Re: Swap

Nick LeRoy (nleroy@cs.wisc.edu)
Tue, 20 Nov 2001 15:33:28 -0600


On Tuesday 20 November 2001 15:18, Mike Fedyk wrote:
> On Tue, Nov 20, 2001 at 10:05:37PM +0100, Steffen Persvold wrote:
> > Christopher Friesen wrote:
> > > "Richard B. Johnson" wrote:
> > > > On Tue, 20 Nov 2001, Wolfgang Rohdewald wrote:
> > > > > On Tuesday 20 November 2001 15:51, J.A. Magallon wrote:
> > > > > > When a page is deleted for one executable (because we can re-read
> > > > > > it from on-disk binary), it is discarded, not paged out.
> > > > >
> > > > > What happens if the on-disk binary has changed since loading the
> > > > > program? -
> > > >
> > > > It can't. That's the reason for `install` and other methods of
> > > > changing execututable files (mv exe-file exe-file.old ; cp newfile
> > > > exe-file). The currently open, and possibly mapped file can be
> > > > re-named, but it can't be overwritten.
> > >
> > > Actually, with NFS (and probably others) it can. Suppose I change the
> > > file on the server, and it's swapped out on a client that has it
> > > mounted. When it swaps back in, it can get the new information.
> >
> > This sounds really dangerous... What about shared libraries ??
>
> IIRC (if wrong flame...)
>
> When you delete an open file, the entry is removed from the directory, but
> not unlinked until the file is closed. This is a standard UNIX semantic.
>
> Now, if you have a set of processes with shared memory, and one closes, and
> another is created to replace, the new process will get the new libraries,
> or even new version of the process. This could/will bring down the entire
> set of processes.
>
> Apps like samba come to mind...

*Any* time that you write to an executing executable, all bets are off. The
most likely outcome is a big 'ol crash & burn. With a local FS, Unix
prevents you from shooting yourself in the foot, but with NFS, fire away..
I've done it. It *does* let you, but...

Solution: Don't do that. Shut them all down, on all clients, upgrade the
binaries, then restart the processes on the clients.
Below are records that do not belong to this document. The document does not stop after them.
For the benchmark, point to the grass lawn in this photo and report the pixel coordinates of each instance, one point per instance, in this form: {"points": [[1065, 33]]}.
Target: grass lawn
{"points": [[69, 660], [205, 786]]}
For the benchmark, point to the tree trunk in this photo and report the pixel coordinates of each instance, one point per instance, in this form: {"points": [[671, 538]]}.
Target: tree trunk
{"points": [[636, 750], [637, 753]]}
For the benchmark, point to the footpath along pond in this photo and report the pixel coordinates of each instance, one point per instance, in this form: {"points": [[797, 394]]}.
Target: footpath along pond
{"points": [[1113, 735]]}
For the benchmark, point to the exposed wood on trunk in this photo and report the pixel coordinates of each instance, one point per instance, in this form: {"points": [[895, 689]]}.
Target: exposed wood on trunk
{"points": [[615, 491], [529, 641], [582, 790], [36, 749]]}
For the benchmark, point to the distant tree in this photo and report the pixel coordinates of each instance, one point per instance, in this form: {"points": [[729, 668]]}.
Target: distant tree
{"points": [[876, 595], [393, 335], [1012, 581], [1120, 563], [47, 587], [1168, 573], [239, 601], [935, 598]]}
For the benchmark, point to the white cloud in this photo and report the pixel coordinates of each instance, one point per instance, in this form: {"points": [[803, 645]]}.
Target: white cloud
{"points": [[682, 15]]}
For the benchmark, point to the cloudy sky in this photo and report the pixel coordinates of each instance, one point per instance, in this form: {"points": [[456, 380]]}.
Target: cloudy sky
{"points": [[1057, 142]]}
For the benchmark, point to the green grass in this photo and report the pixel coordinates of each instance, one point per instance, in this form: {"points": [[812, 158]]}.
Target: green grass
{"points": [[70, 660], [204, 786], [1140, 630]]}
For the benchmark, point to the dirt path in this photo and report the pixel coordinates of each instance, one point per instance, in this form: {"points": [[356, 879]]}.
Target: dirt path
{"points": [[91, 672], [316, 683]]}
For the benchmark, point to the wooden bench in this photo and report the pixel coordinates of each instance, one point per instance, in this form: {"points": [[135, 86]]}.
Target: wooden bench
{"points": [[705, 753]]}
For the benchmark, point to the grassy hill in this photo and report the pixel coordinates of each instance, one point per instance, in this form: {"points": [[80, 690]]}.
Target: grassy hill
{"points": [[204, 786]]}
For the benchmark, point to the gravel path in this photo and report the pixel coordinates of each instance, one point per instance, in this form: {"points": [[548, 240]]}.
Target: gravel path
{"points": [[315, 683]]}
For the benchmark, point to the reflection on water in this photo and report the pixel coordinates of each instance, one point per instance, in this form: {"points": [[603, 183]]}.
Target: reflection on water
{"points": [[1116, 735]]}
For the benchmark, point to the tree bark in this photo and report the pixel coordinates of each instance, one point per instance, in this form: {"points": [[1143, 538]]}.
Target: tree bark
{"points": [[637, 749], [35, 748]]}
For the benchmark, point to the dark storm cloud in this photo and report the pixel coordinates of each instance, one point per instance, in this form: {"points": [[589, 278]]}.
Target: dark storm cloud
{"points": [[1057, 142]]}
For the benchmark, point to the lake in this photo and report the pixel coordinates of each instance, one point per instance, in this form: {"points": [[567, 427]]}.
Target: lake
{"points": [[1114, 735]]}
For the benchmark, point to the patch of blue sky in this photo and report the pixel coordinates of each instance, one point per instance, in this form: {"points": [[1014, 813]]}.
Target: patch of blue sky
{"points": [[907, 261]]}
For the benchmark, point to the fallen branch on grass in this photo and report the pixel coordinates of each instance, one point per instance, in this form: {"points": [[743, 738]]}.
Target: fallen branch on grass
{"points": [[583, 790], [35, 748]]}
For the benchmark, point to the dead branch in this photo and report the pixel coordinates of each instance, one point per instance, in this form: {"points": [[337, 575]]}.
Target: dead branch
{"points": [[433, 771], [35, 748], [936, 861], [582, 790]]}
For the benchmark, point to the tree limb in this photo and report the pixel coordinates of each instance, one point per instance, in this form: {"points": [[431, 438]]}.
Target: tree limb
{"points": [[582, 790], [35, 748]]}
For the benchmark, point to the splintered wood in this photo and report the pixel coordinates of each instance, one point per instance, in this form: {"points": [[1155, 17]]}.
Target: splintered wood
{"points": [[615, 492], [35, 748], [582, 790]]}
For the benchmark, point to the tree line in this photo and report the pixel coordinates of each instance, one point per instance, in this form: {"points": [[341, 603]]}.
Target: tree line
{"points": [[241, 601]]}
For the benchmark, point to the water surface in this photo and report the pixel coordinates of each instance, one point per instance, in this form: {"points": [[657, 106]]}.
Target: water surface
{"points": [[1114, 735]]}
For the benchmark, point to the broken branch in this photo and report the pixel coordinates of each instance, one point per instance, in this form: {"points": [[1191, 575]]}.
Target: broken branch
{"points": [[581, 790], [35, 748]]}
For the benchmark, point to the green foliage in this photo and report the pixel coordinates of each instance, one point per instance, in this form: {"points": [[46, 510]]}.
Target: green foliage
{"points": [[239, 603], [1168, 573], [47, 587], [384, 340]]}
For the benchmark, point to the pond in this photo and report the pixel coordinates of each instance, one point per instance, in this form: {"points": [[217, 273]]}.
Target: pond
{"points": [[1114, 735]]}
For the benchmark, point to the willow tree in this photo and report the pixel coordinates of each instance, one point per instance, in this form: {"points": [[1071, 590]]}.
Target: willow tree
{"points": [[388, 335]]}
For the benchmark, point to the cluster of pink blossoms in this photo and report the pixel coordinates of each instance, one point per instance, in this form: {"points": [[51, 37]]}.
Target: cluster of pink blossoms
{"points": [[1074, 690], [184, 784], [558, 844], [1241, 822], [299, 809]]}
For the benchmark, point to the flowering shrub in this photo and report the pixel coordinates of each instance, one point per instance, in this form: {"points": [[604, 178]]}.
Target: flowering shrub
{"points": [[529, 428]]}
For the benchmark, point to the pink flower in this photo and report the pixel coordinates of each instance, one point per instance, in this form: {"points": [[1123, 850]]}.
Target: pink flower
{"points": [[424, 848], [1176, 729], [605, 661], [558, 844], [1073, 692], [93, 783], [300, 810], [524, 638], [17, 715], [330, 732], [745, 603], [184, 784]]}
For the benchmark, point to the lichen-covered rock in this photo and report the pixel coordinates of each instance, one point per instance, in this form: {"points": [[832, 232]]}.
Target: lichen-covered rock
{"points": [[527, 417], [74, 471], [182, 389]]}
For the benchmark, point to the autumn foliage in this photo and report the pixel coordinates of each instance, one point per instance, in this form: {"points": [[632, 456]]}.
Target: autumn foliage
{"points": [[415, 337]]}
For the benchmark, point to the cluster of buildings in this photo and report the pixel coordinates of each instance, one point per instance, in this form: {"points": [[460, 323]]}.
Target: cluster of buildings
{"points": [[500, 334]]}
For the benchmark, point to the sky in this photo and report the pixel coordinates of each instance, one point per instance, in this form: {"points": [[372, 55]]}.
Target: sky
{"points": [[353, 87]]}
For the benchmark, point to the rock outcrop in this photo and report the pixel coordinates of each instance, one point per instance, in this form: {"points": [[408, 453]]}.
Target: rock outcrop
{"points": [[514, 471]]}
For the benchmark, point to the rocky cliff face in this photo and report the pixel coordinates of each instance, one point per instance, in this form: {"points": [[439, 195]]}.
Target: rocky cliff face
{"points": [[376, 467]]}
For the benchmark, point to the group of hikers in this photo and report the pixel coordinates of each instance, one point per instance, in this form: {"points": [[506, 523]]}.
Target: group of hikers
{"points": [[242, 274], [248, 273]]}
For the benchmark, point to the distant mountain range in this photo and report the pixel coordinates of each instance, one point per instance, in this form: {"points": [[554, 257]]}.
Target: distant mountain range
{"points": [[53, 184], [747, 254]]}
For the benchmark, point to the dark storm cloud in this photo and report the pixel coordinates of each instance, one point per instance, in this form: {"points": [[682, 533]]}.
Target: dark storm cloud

As far as the scenerio that you've described, I *think* that it would
actually work. When the new process is fork()ed, it gets a copy of the file
descriptors from it's parent, so the file is still open to it. If it the
exec()s, the new image no longer has any real ties to it's parent (at least,
not that are relevant to this).

If it's created via clone(), then, once again, it's got it's parents
descriptors still open, so no problem.

I think the real problems only exist over NFS and NFS-like scenerios.

Did I miss something here, or am I actually correct? I was correct once,
let's see... Ooops. That was a mistake too.